だれかの不在のときも、布はなにげなく側にあります。布って地味な力だなあと思います。

 

木綿は意外と、歴史的に新しいほうの繊維で日本の人々に広まリ始めたのは戦国時代から江戸時代です。木綿の種はもっと昔に伝来していたのですが、栽培が難しかったそうです。国内で木綿の栽培に成功し、その後、明治のころに織布の機械化もすすみ、だんだんと手に入りやすいものになってゆきました。

麻とも絹とも違う性格の、ふんわりとした木綿の繊維は人間の肌にとってとても優しいものに感じられたといいます。この辺りのことは、柳田國男の『木綿以前のこと』に、もっと印象的に述べられています。

シャリっとした麻よりもやわらかく/ツルリとした絹よりも温かい木綿の布も、いまではありふれたものです。どうしてこんなにありふれたものになれたのかな、と考えると、その理由のひとつは、木綿が人の肌に似た繊維だからなんじゃないかなと思うんですよね。化粧水をつけるときもコットンをつかうし、怪我をしたときも脱脂綿をつかいます。肌への負担が少ないのかな。

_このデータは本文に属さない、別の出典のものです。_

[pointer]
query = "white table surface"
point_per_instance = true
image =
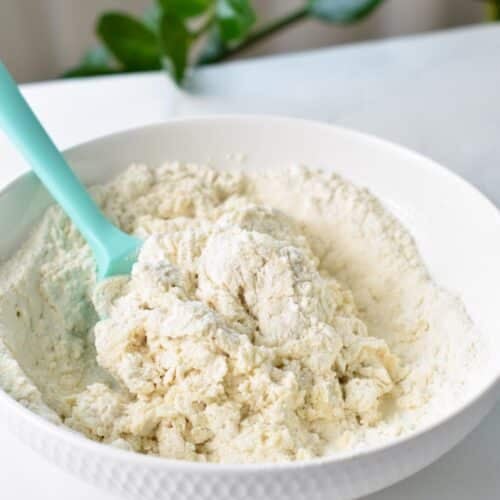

着ていることをあまりはっきり意識しなくてよくて、逆に、遠いものに対する憧れみたいなものは感じられなくて。人間にとってとても親しく感じやすい「ともだち」のような繊維なのではないかと思います。

ここまで書いていて、一番多く染めている木綿の歴史くらいはもう少し詳しく勉強したいなと感じました。来年くらいにかけて書ければいいなと思います。

それでは。健康で、リラックスした秋を過ごしましょう。今回もありがとうございました。